Es lief die erste Minute der Nachspielzeit im Estadio Santiago Bernabéu, als Antonio Rüdiger den Ball perfekt für Joselu servierte. Joselu, erst zehn Minuten vorher eingewechselt, riss den FC Bayern mit seinem zweiten Treffer aus seinen Final-Träumen. Vorarbeiter Rüdiger wurde beim VfB Stuttgart Bundesliga-Profi, Abnehmer Joselu wurde in Stuttgart geboren. Ein "Stuttgarter Duo" machte also den Einzug von Real Madrid ins Finale der Champions League perfekt. Das Leben schreibt irre Geschichten.

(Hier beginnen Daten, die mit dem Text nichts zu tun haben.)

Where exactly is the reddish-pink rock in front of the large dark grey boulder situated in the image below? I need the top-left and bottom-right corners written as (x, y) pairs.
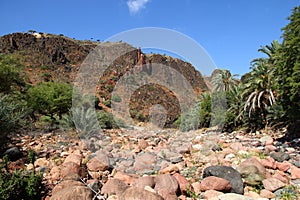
top-left (200, 176), bottom-right (231, 192)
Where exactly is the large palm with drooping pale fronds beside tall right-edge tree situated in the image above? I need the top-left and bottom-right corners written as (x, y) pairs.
top-left (242, 40), bottom-right (281, 125)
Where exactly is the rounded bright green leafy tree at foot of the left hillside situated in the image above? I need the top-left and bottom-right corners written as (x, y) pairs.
top-left (27, 82), bottom-right (72, 119)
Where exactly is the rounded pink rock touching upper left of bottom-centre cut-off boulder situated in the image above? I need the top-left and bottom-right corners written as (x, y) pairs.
top-left (101, 179), bottom-right (129, 196)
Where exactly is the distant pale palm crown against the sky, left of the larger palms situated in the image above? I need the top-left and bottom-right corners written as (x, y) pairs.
top-left (212, 69), bottom-right (239, 92)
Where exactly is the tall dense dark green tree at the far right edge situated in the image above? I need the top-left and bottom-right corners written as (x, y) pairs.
top-left (275, 6), bottom-right (300, 122)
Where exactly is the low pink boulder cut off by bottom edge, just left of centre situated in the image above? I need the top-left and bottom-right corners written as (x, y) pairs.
top-left (119, 187), bottom-right (164, 200)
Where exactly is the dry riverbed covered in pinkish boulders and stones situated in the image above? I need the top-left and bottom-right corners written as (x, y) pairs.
top-left (2, 127), bottom-right (300, 200)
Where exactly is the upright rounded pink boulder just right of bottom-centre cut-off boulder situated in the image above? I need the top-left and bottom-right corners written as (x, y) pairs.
top-left (154, 174), bottom-right (179, 198)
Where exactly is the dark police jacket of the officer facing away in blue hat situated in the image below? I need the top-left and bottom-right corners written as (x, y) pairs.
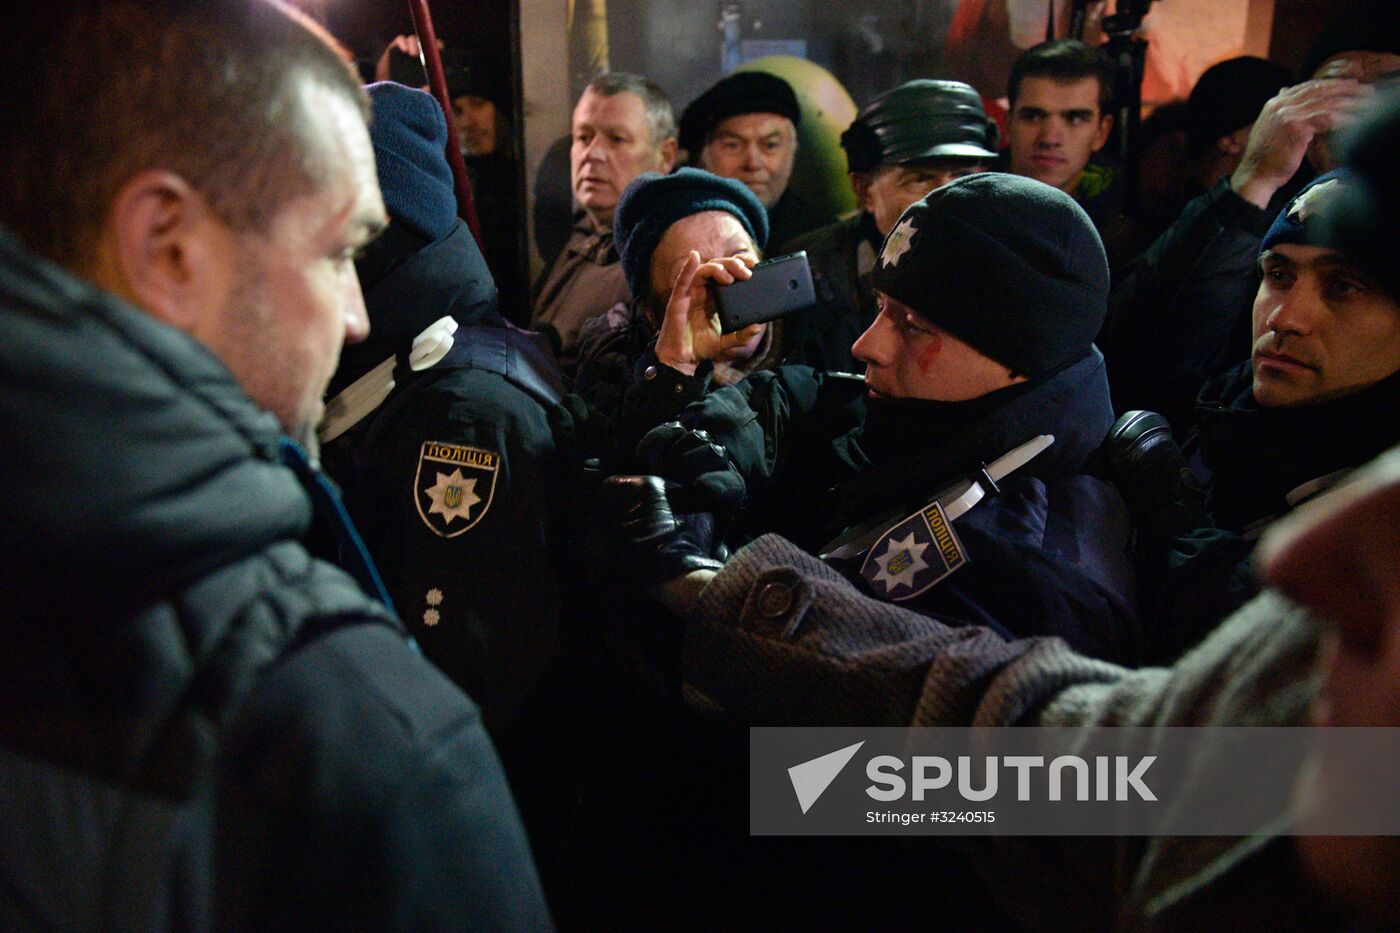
top-left (325, 221), bottom-right (561, 730)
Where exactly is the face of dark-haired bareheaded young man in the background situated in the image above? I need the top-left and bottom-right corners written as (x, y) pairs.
top-left (1007, 77), bottom-right (1113, 193)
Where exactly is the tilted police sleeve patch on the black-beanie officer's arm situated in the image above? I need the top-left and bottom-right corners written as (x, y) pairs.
top-left (861, 502), bottom-right (967, 602)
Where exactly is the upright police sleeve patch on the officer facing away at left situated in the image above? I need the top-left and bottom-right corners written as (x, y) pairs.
top-left (413, 441), bottom-right (501, 538)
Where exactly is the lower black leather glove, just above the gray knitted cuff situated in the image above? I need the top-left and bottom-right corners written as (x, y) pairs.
top-left (585, 476), bottom-right (724, 590)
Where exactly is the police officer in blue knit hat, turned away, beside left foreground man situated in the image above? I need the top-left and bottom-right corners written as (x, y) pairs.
top-left (321, 81), bottom-right (561, 730)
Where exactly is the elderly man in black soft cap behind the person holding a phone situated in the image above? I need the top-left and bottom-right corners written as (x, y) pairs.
top-left (680, 71), bottom-right (802, 242)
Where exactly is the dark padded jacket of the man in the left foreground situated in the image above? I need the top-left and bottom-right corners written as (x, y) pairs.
top-left (0, 234), bottom-right (549, 930)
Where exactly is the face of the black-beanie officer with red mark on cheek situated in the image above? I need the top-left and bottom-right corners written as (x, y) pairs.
top-left (851, 291), bottom-right (1021, 402)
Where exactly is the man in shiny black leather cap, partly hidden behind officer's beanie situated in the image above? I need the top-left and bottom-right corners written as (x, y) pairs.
top-left (783, 78), bottom-right (997, 353)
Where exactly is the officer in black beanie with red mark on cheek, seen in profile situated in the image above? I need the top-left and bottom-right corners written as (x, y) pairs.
top-left (630, 174), bottom-right (1138, 658)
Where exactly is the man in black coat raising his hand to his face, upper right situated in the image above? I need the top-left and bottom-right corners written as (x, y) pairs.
top-left (1099, 0), bottom-right (1400, 428)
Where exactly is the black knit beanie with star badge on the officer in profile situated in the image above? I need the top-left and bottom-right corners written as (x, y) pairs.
top-left (872, 172), bottom-right (1109, 378)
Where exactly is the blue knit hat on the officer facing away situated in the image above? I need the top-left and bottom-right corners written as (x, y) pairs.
top-left (365, 81), bottom-right (456, 240)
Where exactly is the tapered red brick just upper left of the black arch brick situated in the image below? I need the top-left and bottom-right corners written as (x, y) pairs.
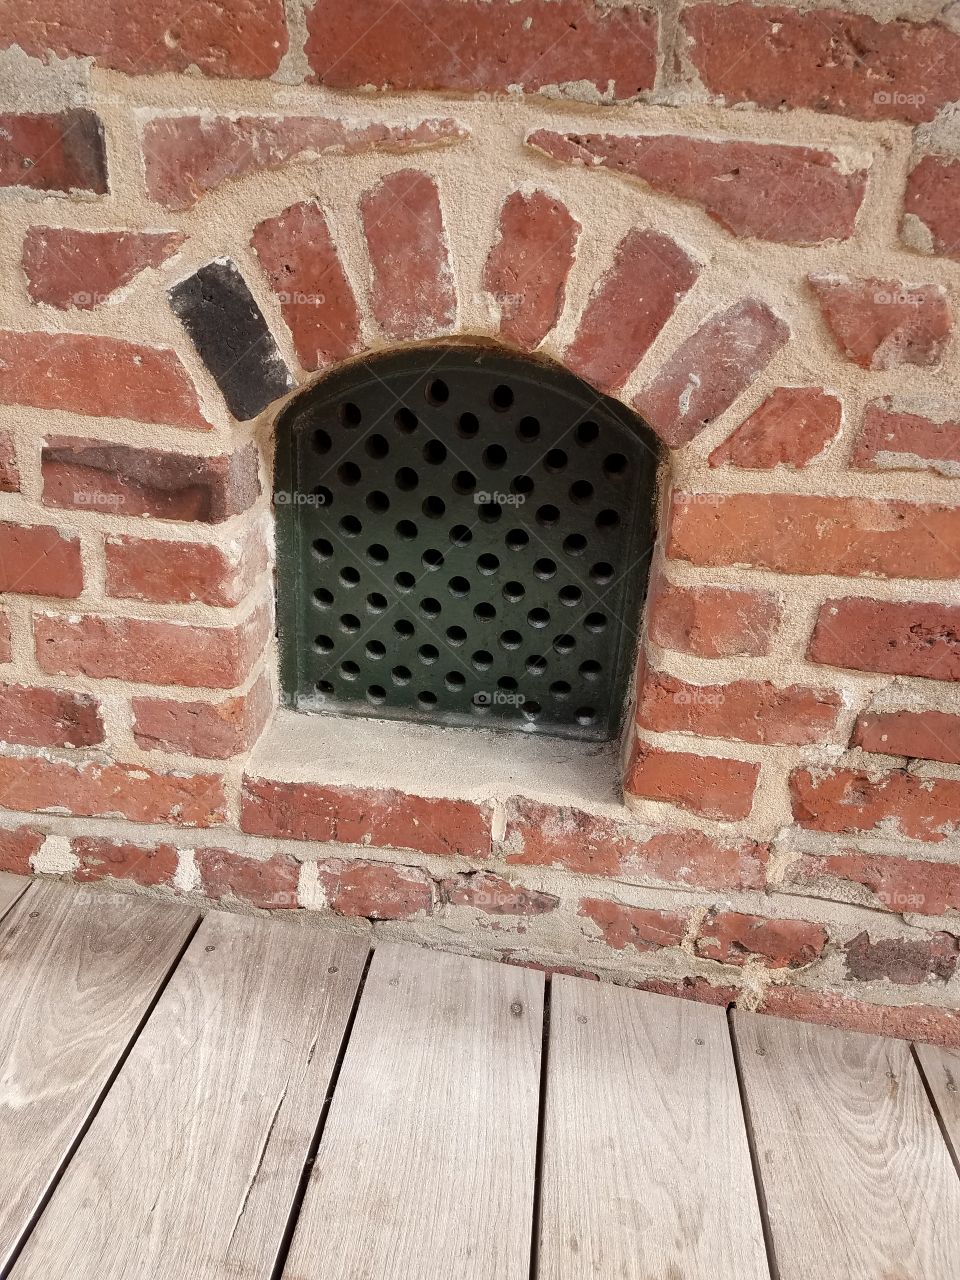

Dabei hatte es in der Schlussphase nach einem Bayern-Sieg ausgesehen. Alphonso Davies hatte für die Bayern getroffen, Toni Kroos wurde ausgewechselt, Bellingham blieb blass, der starke Vinicius Junior erfolglos - Real schien gebrochen. In der 81. Minute war es dann soweit: Mit José Luis Mato Sanmartín, besser bekannt als Joselu, betrat ein gebürtiger Stuttgarter das Spielfeld. Zugegeben: In Stuttgart hat er nicht viel Zeit seines Lebens verbracht, zog noch im Kindesalter nach Spanien - die Heimat seiner Eltern. Aber er hat versucht, in Deutschland Spuren zu hinterlassen. Er kickte für die TSG Hoffenheim, Eintracht Frankfurt und Hannover 96. Diese Spuren hinterließen keine besonders tiefen Eindrücke.

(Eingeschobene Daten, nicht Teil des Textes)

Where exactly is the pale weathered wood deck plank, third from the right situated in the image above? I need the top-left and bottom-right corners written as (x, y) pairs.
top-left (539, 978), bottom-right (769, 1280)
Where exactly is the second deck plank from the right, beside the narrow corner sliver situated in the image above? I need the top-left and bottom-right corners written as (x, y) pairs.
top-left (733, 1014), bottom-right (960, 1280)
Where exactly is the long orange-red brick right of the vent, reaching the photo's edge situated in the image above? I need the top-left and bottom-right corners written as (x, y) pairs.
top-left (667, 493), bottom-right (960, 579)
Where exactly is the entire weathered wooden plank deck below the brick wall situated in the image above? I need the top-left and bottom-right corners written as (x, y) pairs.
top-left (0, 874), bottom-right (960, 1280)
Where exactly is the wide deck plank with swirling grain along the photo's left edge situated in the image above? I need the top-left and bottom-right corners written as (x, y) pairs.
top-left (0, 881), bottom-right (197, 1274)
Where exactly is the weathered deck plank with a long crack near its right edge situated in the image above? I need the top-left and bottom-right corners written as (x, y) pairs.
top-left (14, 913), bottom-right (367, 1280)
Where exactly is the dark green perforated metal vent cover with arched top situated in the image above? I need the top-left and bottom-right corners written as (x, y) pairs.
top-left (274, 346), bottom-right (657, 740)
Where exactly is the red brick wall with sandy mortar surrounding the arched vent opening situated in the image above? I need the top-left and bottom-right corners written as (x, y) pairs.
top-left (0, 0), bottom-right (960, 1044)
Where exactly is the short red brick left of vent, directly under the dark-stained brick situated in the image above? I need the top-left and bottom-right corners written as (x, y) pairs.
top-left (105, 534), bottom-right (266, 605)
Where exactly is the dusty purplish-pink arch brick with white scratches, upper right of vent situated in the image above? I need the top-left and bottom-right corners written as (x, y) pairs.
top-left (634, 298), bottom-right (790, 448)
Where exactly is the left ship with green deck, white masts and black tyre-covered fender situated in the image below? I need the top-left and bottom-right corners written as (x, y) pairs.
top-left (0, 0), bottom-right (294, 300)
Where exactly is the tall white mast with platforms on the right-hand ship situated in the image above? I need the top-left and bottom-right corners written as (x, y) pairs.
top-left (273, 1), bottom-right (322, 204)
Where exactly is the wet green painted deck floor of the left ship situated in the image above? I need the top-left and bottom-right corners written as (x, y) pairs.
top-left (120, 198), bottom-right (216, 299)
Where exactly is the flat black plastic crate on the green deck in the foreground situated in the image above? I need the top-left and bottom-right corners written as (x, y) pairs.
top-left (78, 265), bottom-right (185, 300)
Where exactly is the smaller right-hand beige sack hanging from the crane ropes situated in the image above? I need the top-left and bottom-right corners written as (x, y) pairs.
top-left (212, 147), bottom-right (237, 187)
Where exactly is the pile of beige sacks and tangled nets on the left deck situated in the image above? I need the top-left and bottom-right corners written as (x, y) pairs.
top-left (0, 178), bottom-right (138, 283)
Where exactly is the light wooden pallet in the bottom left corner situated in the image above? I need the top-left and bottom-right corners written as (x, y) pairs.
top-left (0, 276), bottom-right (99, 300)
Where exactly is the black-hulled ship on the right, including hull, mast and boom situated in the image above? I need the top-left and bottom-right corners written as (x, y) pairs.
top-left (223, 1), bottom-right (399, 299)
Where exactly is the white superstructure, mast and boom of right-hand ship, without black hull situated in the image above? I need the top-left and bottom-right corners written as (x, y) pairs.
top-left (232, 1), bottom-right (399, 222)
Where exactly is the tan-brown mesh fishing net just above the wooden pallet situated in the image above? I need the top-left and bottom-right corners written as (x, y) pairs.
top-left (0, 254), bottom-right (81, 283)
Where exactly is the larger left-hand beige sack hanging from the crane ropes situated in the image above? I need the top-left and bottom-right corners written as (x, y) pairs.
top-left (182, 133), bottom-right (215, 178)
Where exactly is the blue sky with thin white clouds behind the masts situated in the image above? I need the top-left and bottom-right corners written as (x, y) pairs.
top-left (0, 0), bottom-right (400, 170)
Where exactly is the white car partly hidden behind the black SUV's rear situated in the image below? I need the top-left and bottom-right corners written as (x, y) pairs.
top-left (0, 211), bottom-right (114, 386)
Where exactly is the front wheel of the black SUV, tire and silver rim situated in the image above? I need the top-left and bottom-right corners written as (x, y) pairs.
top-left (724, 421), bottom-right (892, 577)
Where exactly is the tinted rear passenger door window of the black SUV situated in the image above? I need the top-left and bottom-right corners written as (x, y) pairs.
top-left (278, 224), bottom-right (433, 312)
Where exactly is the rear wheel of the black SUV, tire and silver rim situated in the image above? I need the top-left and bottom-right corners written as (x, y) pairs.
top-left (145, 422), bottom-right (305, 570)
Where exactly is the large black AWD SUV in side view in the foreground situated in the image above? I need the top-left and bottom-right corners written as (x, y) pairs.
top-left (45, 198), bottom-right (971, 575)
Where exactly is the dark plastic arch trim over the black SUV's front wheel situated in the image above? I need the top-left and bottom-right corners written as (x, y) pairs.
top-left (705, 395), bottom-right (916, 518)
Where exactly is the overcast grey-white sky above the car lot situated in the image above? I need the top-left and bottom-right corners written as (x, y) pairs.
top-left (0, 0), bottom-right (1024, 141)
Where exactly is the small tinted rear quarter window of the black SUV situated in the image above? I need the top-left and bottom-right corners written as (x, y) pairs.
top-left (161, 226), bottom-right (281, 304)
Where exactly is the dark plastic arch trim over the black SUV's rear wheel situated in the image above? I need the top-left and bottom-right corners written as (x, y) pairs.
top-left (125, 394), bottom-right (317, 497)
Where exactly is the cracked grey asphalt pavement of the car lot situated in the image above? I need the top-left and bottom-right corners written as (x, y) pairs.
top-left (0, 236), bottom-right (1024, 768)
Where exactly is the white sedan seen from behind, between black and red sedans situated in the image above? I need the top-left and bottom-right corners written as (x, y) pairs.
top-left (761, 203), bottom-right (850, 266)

Spätestens seit Mittwochabend hat sich Joselu auf allerhöchstem Niveau verewigt. Zwei Tore innerhalb von drei Minuten (88. und 90.+1) sorgten für den 2:1-Endstand und das Ticket für Wembley. Dort wartet nun Borussia Dortmund.

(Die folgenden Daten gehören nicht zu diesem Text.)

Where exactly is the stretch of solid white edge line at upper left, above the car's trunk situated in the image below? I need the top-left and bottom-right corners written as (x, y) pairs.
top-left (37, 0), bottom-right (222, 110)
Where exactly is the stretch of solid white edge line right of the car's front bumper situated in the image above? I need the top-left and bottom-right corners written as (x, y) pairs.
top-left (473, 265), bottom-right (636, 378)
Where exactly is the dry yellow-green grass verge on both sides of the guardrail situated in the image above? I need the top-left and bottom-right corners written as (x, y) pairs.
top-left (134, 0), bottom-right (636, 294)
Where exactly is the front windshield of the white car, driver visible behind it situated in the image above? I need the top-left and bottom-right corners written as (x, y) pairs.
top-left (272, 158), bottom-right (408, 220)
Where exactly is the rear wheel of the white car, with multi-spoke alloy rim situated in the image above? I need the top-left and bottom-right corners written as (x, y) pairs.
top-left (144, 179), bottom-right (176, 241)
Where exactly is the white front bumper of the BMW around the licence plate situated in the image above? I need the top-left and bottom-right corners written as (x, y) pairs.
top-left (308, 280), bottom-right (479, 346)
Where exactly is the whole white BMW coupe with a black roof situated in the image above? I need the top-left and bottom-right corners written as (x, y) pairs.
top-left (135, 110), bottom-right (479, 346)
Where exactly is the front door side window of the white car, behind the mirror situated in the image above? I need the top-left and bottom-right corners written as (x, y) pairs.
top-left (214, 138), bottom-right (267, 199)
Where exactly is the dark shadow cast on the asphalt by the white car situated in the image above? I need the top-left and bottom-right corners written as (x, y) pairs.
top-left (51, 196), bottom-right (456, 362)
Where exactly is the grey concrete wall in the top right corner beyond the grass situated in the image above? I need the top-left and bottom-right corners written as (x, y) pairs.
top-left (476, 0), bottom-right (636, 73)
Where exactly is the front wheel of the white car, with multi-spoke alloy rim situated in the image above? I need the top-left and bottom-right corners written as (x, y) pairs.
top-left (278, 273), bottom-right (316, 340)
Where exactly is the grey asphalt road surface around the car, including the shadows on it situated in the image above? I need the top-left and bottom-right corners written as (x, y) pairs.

Joselu: Real Madrids Notnagel mit dem Torriecher
Der Weg des Stürmers zum Helden in Madrid hatte viele Kurven. Nach Gastspielen in England und wechselnden Engagements in Spanien landete Joselu dann mehr oder weniger als Notnagel bei den Königlichen. Karim Benzema musste ersetzt werden, die Optionen auf dem Markt schienen begrenzt und Joselu war nach seiner Deutschland-England-Odyssee in Spanien spät aufgeblüht. Für Deportivo Alaves schoss der Angreifer in drei Jahren 36 Tore, für Espanyol Barcelona waren es in 37 Einsätzen 17 Treffer. Der heute 34-Jährige verfeinerte den Tor-Riecher, der den Traum der Bayern vom Finale platzen ließ.
Um der irren Geschichte von Joselu noch die königliche Krone aufzusetzen, kam die Vorarbeit zum zweiten Treffer vom Ex-Stuttgarter Antonio Rüdiger. 2011 wechselte der in Berlin geborene Verteidiger als U19-Spieler an den Neckar, reifte zum Bundesliga-Spieler und bestritt bis 2015 insgesamt 80 Pflichtspiele für den VfB.
Real Madrid greift nach dem 15. Titel
Mit dieser Schlagzeile hätte wohl kaum jemand gerechnet: Ein Innenverteidiger passt auf einen "Notnagel" und beide werden zu Helden von Real Madrid. Am 1. Juni wollen sie gegen Dortmund wieder zuschlagen und zum 15. Mal den Titel in Europas höchstem Team-Wettbewerb holen.